Reviewed by Julie M. Winter, Gonzaga University
The most striking feature of this book is the author’s tone. Lieber sounds as though she is directly addressing her students in a classroom. Explanations of topics are easy to understand and accessible without being oversimplified. The tone of the text assumes that students are interested in the topic and are intelligent, careful readers exploring an area that is new to them.
In keeping with the author’s tone are some additions useful in an introductory morphology text. Each chapter includes one or more ‘challenge’ boxes, or exercises, addressing a point just explained in the text. These exercises give students the opportunity to ‘take a breather from reading or class lecture and try something out for themselves’ (x) and can be used in class discussion, group work, or as homework assignments.

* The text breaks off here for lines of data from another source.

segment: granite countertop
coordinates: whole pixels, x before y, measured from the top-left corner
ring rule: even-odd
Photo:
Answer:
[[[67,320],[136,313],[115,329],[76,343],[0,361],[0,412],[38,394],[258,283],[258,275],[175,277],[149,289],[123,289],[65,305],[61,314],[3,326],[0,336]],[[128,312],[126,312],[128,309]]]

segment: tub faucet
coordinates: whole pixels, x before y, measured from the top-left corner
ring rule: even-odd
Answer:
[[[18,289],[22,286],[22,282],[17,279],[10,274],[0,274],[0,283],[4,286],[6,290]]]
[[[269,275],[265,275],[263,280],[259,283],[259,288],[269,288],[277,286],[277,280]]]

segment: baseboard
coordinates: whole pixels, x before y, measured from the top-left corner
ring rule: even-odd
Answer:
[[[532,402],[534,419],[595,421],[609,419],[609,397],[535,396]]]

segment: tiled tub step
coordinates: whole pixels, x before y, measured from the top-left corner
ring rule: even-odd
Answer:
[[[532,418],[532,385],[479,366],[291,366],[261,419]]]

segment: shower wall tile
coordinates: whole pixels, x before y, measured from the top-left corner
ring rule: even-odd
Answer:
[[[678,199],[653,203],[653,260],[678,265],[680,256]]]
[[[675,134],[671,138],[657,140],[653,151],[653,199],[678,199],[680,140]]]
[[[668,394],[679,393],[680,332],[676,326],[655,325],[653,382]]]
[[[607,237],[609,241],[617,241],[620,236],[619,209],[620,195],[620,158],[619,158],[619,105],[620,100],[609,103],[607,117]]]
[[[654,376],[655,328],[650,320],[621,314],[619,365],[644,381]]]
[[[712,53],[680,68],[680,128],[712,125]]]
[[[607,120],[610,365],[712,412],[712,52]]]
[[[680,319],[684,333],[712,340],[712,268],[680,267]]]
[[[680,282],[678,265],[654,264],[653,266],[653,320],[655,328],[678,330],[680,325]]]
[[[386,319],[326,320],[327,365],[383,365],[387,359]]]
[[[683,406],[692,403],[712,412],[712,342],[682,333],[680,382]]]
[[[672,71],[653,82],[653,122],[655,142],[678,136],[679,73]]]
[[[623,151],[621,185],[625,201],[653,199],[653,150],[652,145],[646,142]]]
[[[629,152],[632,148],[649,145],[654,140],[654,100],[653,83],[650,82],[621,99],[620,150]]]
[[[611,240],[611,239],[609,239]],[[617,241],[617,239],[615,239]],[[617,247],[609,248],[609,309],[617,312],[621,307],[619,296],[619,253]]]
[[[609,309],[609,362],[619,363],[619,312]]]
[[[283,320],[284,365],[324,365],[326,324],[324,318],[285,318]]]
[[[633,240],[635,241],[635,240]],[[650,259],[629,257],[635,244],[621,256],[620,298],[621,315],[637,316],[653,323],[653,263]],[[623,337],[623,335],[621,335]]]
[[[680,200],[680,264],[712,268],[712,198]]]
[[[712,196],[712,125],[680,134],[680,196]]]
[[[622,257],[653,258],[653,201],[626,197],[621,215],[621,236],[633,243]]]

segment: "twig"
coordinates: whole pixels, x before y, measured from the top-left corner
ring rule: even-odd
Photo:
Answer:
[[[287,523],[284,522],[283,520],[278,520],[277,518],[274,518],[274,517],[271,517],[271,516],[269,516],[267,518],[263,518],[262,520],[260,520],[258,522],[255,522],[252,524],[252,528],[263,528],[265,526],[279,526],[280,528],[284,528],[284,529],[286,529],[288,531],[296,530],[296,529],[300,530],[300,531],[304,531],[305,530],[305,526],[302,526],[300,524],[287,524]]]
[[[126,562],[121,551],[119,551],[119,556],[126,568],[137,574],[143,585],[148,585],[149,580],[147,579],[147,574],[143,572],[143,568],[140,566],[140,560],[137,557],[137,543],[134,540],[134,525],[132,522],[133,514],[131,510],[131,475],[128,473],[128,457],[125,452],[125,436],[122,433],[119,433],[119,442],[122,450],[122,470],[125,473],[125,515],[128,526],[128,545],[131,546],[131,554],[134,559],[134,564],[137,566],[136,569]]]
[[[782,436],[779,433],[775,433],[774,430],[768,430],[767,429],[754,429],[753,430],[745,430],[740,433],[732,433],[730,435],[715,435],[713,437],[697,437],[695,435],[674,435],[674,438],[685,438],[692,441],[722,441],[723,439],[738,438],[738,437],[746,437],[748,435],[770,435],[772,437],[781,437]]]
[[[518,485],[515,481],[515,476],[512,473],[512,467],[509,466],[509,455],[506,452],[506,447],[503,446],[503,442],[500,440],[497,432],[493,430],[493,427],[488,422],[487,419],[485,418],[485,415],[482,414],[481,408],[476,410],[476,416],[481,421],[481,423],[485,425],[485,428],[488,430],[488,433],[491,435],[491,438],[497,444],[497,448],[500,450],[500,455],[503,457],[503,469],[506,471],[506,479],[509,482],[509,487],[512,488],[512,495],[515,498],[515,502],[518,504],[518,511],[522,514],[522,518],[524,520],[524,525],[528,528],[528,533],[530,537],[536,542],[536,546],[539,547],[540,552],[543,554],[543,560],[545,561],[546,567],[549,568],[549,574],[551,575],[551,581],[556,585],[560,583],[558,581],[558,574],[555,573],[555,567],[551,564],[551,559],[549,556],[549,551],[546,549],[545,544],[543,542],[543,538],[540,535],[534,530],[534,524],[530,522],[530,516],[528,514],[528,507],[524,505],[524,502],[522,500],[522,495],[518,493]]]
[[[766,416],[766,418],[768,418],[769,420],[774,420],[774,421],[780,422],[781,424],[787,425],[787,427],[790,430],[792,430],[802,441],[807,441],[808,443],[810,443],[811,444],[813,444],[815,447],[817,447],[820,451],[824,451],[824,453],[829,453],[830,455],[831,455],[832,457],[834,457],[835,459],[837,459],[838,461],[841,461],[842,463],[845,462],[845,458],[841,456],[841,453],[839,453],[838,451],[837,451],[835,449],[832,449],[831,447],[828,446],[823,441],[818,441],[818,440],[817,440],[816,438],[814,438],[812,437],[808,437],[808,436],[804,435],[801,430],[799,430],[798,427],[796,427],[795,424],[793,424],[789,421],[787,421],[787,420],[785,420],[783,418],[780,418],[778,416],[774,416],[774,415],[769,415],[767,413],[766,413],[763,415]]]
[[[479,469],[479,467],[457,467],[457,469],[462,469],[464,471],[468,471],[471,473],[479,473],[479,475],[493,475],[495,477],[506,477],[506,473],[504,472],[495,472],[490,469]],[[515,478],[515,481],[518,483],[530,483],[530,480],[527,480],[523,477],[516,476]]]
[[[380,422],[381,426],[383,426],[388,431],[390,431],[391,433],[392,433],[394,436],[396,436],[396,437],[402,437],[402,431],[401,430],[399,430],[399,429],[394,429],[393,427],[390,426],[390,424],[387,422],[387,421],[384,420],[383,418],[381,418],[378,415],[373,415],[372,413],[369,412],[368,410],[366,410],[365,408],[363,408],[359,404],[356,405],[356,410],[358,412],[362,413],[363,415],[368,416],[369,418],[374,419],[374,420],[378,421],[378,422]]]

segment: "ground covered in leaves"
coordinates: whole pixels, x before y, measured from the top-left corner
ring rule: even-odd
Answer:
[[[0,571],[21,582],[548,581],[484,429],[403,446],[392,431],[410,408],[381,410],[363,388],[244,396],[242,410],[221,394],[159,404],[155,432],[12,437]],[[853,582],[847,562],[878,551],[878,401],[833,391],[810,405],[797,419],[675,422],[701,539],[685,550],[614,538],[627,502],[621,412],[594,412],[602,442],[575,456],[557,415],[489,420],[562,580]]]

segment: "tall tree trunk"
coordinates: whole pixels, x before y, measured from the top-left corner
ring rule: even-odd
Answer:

Other valuable features are the chapter outlines at the beginning of each chapter and the summaries at the end. Clear drawings and diagrams illustrate main points throughout the text. Each chapter also contains a good selection of exercises at the end (in addition to the ‘challenge’ boxes) to allow students to practice morphology on their own. This is in keeping with the author’s goal of making morphology accessible and hands-on for students. The nature of the exercises could allow for lively discussions in class after students have individually completed them. For example, in the chapter ‘Words, dictionaries, and the mental lexicon’, students are asked to carry out searches in the online Oxford English dictionary, and to visit the Word Spy website to look at new words to see whether they use these words themselves and whether they agree with the definitions.

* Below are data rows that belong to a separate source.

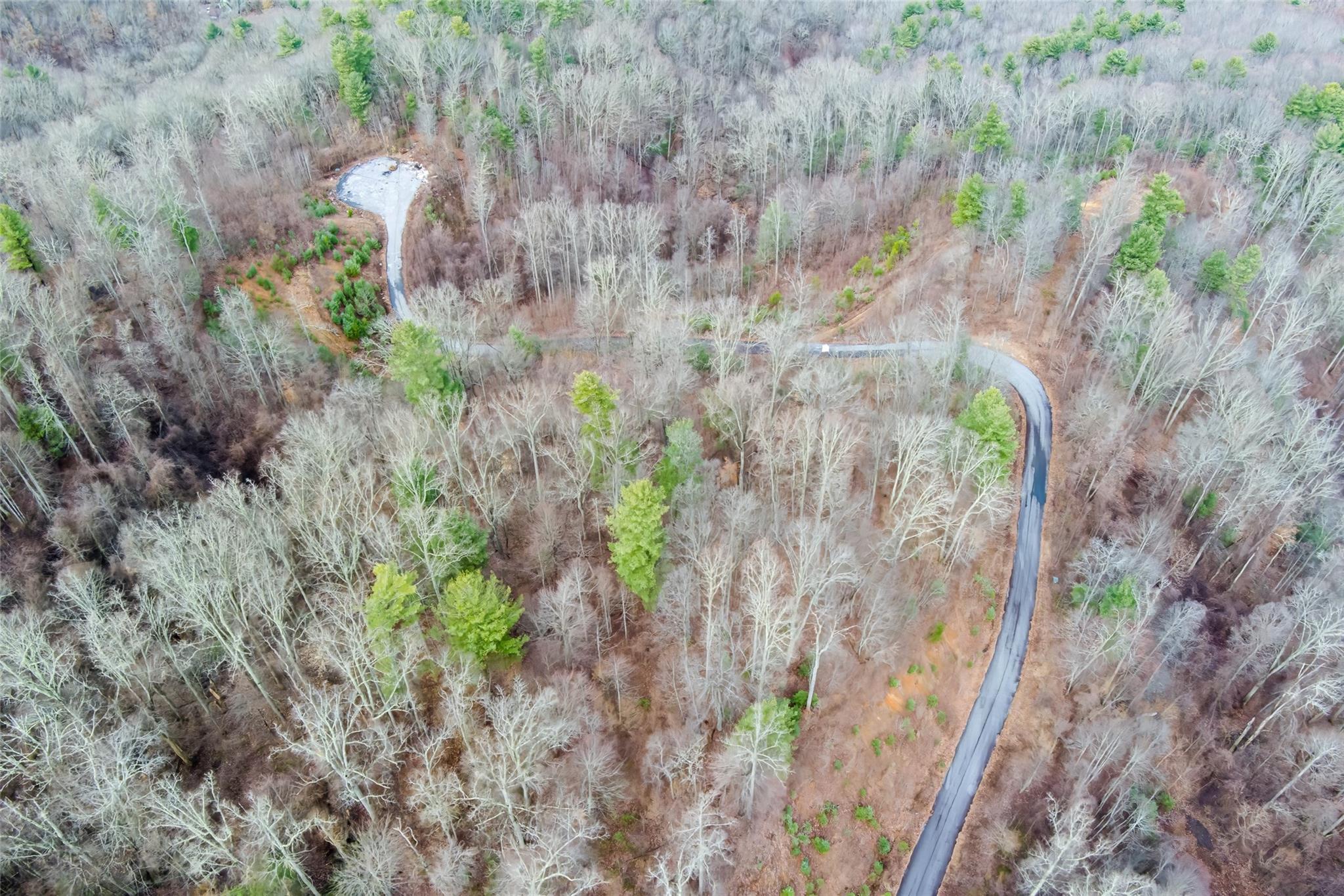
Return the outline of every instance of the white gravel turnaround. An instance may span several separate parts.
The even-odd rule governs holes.
[[[402,285],[402,231],[425,179],[425,169],[415,163],[379,156],[359,163],[336,184],[336,199],[374,212],[387,227],[387,298],[398,318],[410,316]]]
[[[402,230],[411,200],[423,183],[425,171],[418,165],[396,163],[382,156],[351,168],[336,187],[336,196],[341,201],[382,215],[387,224],[387,293],[391,297],[392,314],[401,320],[411,317],[402,290]],[[582,348],[589,343],[591,340],[571,337],[546,340],[546,347]],[[876,355],[935,355],[946,352],[948,345],[931,341],[867,345],[809,343],[805,349],[812,355],[852,359]],[[465,347],[465,351],[481,355],[499,351],[499,347],[477,344]],[[743,343],[738,351],[757,355],[763,353],[765,347]],[[989,660],[985,681],[970,708],[966,728],[957,742],[952,764],[948,766],[942,786],[934,798],[929,821],[910,853],[898,896],[934,896],[942,885],[952,852],[957,845],[957,836],[966,823],[970,802],[980,789],[989,755],[1008,720],[1012,699],[1017,693],[1021,668],[1027,660],[1031,617],[1036,607],[1046,477],[1050,470],[1050,399],[1031,368],[1008,355],[984,345],[970,345],[966,360],[1007,380],[1021,398],[1025,410],[1027,453],[1021,474],[1021,504],[1017,510],[1017,545],[1013,552],[1008,594],[1004,598],[999,638],[995,641],[995,654]]]

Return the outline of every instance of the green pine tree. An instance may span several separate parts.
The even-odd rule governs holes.
[[[1116,253],[1116,267],[1136,274],[1146,274],[1157,267],[1163,258],[1164,232],[1161,224],[1136,223]]]
[[[661,490],[649,480],[636,480],[621,489],[621,501],[606,517],[606,528],[612,532],[606,545],[612,551],[612,566],[649,613],[659,602],[657,567],[663,557],[663,514],[667,512]]]
[[[276,43],[280,44],[280,56],[284,58],[302,47],[304,39],[298,36],[292,24],[282,21],[276,30]]]
[[[968,177],[966,183],[964,183],[961,189],[957,191],[957,197],[952,211],[952,226],[965,227],[966,224],[976,224],[984,214],[985,179],[978,173],[974,173]]]
[[[989,111],[976,125],[976,132],[970,141],[976,152],[986,149],[1001,149],[1008,152],[1012,148],[1012,137],[1008,134],[1008,122],[999,114],[997,103],[989,105]]]
[[[527,635],[511,635],[523,615],[521,602],[512,599],[509,587],[480,570],[453,578],[439,595],[438,621],[454,649],[480,662],[523,654]]]
[[[364,599],[364,622],[384,635],[419,619],[422,606],[415,580],[391,563],[374,567],[374,587]]]
[[[0,204],[0,251],[9,255],[9,270],[42,270],[42,261],[32,250],[28,222],[17,211],[4,204]]]
[[[353,21],[353,12],[349,20]],[[368,86],[374,64],[374,39],[367,31],[353,28],[349,34],[332,38],[332,67],[336,69],[341,102],[359,124],[368,121],[372,90]]]
[[[976,434],[981,445],[991,447],[997,467],[997,478],[1008,476],[1017,454],[1017,426],[1003,392],[989,387],[970,399],[966,410],[957,416],[957,426]]]
[[[700,461],[700,434],[695,431],[695,423],[685,418],[669,423],[668,443],[663,449],[663,458],[653,467],[653,481],[664,500],[671,500],[676,486],[695,476]]]
[[[444,343],[433,326],[402,321],[392,328],[387,372],[406,387],[406,400],[419,406],[426,399],[439,404],[461,395],[462,383],[448,369]]]
[[[1195,289],[1202,293],[1220,293],[1227,286],[1227,253],[1219,249],[1200,265]]]

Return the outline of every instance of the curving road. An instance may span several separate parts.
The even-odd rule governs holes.
[[[387,156],[362,161],[336,181],[336,199],[374,212],[387,226],[387,298],[396,317],[410,316],[402,286],[402,231],[423,183],[423,168]]]
[[[336,196],[351,206],[380,215],[387,224],[387,294],[396,317],[410,317],[402,289],[402,230],[415,192],[425,181],[419,167],[398,164],[387,157],[372,159],[351,168],[336,187]],[[547,340],[547,345],[571,345],[585,340]],[[473,347],[491,351],[492,347]],[[765,351],[759,344],[742,345],[746,353]],[[937,355],[948,351],[943,343],[879,343],[879,344],[824,344],[809,343],[806,351],[828,357],[875,357],[879,355]],[[1051,412],[1050,399],[1040,380],[1021,361],[982,345],[970,345],[968,357],[1017,392],[1027,418],[1027,449],[1021,474],[1021,504],[1017,510],[1017,547],[1013,552],[1008,595],[1004,598],[995,654],[985,670],[976,703],[970,708],[965,731],[957,742],[952,764],[943,775],[942,786],[933,802],[933,811],[900,879],[896,896],[934,896],[942,885],[952,862],[952,850],[970,802],[984,778],[989,755],[999,732],[1003,731],[1012,707],[1023,662],[1027,660],[1027,638],[1031,634],[1031,615],[1036,607],[1036,578],[1040,568],[1040,533],[1046,509],[1046,480],[1050,469]]]

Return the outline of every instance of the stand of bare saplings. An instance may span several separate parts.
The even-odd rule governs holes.
[[[1336,892],[1340,34],[0,7],[0,891]]]

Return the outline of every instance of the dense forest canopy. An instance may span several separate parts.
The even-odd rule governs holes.
[[[0,889],[1339,892],[1341,40],[0,4]]]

The chapter on dictionaries nicely illustrates how the author’s experience teaching morphology influences the text. She finds that students generally experience some interference when thinking about word formation and the mental lexicon; it is therefore advantageous to devote time to dictionaries to help students distinguish the formal record-keeping function of dictionaries from the human ability to organize and formulate words in the mind and understand that there are morphological rules underlying them.
Several chapters include ‘How to’ sections that take students through the process of analyzing morphological data step by step, and an excellent glossary of linguistic terms rounds out the book. Furthermore, data from languages other than English is included to aid students in understanding the universality of morphological rules.
Finally, the author saves morphological theory until the last chapter so that students first gain a firm footing in morphological rules before embarking on theoretical concerns, a reasonable approach in an introduction to morphology. All in all, this is a comprehensive, informative, and well-written introductory level text with a great deal of hands-on material to make morphology come alive.